Currently, wealthy households can finance extravagant levels of consumption without even paying capital gains taxes on the accruing wealth by following a “buy, borrow, die” strategy, in which they finance current spending with loans and use their wealth as collateral.

Who pays the most taxes rich or poor? ›

The newly released report covers Tax Year 2021 (for tax forms filed in 2022). The newest data reveals that the top 1 percent of earners, defined as those with incomes over $682,577, paid nearly 46 percent of all income taxes – marking the highest level in the available data.

What happens if everyone stops paying taxes? ›

If everyone stopped paying taxes, the government would not shut down. the government does not need to collect taxes in order create money and pay wages to government workers.

What would happen if we raise taxes on the rich? ›

Some economists say the money that the federal government would make off this tax would decrease the deficit or could be spent to provide other services.
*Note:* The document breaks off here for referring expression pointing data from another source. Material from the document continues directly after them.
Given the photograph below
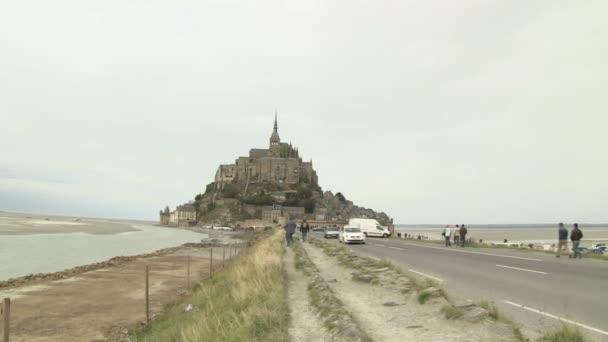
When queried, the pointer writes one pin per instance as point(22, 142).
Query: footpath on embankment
point(313, 291)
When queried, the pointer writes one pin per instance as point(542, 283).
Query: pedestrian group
point(459, 234)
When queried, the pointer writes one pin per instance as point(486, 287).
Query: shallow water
point(514, 234)
point(38, 251)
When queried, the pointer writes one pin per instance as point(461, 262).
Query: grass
point(423, 296)
point(452, 312)
point(566, 333)
point(247, 301)
point(492, 309)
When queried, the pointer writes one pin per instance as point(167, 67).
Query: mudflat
point(102, 305)
point(27, 224)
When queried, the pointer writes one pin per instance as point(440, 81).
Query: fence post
point(147, 295)
point(211, 264)
point(223, 256)
point(7, 318)
point(188, 281)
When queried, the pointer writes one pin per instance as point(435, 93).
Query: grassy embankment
point(562, 334)
point(247, 301)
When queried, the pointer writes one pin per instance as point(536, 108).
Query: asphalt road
point(549, 287)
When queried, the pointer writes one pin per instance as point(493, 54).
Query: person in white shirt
point(447, 233)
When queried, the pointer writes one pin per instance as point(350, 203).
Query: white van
point(370, 227)
point(351, 234)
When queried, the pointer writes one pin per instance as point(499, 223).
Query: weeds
point(492, 310)
point(566, 333)
point(451, 312)
point(247, 301)
point(423, 297)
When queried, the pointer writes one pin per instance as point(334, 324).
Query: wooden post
point(211, 264)
point(188, 273)
point(223, 256)
point(7, 318)
point(147, 294)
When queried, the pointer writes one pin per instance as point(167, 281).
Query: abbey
point(280, 163)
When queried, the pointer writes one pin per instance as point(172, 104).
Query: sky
point(471, 111)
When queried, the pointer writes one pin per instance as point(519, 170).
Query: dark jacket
point(576, 234)
point(563, 234)
point(290, 227)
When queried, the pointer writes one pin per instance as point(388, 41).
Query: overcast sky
point(473, 111)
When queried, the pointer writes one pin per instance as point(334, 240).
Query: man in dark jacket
point(304, 228)
point(562, 239)
point(463, 235)
point(290, 229)
point(575, 236)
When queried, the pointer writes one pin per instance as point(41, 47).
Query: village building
point(183, 216)
point(279, 213)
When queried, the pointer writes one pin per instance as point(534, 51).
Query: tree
point(341, 197)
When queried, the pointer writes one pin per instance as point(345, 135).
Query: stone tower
point(275, 140)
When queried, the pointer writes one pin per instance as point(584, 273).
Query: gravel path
point(404, 319)
point(304, 325)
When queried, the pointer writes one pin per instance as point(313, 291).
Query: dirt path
point(304, 325)
point(102, 305)
point(385, 314)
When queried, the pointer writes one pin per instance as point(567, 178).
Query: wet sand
point(28, 224)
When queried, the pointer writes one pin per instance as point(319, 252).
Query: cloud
point(476, 111)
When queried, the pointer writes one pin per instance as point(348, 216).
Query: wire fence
point(218, 257)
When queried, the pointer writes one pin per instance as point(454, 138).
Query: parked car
point(351, 234)
point(370, 227)
point(331, 233)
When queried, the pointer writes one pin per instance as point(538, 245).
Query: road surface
point(533, 288)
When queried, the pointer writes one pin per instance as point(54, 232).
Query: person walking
point(304, 228)
point(447, 233)
point(575, 236)
point(290, 229)
point(562, 239)
point(463, 235)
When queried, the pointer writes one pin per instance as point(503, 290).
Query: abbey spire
point(275, 139)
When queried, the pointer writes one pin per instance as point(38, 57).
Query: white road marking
point(521, 269)
point(471, 252)
point(425, 275)
point(558, 318)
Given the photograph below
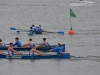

Enacting the tax could change the way billionaires invest and narrow wealth inequality, economists say. Critics say the tax could backfire and hurt the economy.

Is taxing the rich good or bad? ›

Taxing wealth is a bad idea, even for the wealthiest people. No matter what the court decides, politicians should perish the thought of taxing unrealized gains and focus on more sensible ways to raise revenue.

Does taxing the wealthy to provide more benefits to the poor increase social welfare explain? ›

Answer and Explanation:

Yes, taxing the wealthy to benefit the less fortunate in the society increases the social welfare in a nation.